Weinstein’s Life Behind Bars Is Hospital Jails and TV Fights

Weinstein, who had a heart blockage cleared last week, according to a spokesman, and is recovering from a back surgery last year, is being held in an infirmary in New York City’s Rikers Island jail complex.

The defense noted that he was cleared of the more serious of two rape charges as well as two counts of predatory sexual assault, which carry terms as long as life in prison. Despite that and the absence of prior convictions, they said, any prison term “will no doubt prove much more difficult for Mr. Weinstein than for most other inmates” because of his notoriety.

Criminal defense lawyer Maurice Sercarz said the defense could argue for a break because the system isn’t set up to “differentiate between a young kid with a record of violence and gang affiliation and someone who’s 67, uses a walker and just had heart surgery.” Any sentence served in the state prison system “is going to be very hard time for Weinstein,” said Sercarz.

Where will Weinstein serve his time?

From Rikers he will be sent to the Downstate Correctional Facility in Fishkill, New York, a maximum-security prison where inmates from New York City receive a medical assessment by state correction officials before they’re assigned to a prison in the state. While Burke may recommend a facility -- such as one of the institutions with residential medical units, which include Coxsackie, Bedford Hills and Fishkill -- it will be up to state authorities to determine where Weinstein serves his time.

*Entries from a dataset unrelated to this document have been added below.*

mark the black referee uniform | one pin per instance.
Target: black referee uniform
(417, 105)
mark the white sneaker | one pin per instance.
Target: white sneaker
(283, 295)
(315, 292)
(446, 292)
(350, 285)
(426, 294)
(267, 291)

The length of the sentence Burke imposes may also be a factor in determining whether Weinstein goes to a maximum- or medium-security facility, state officials said.

What happens to the sexual assault charges in Los Angeles?

On the first day of his trial, Los Angeles prosecutors unveiled their own sex crimes indictment against Weinstein, with charges that carry a prison term as long as 28 years. Weinstein could be moved to a Southern California lockup to face trial there, Bederow said.

The case is People v. Weinstein, 450293/2018, New York State Supreme Court (Manhattan).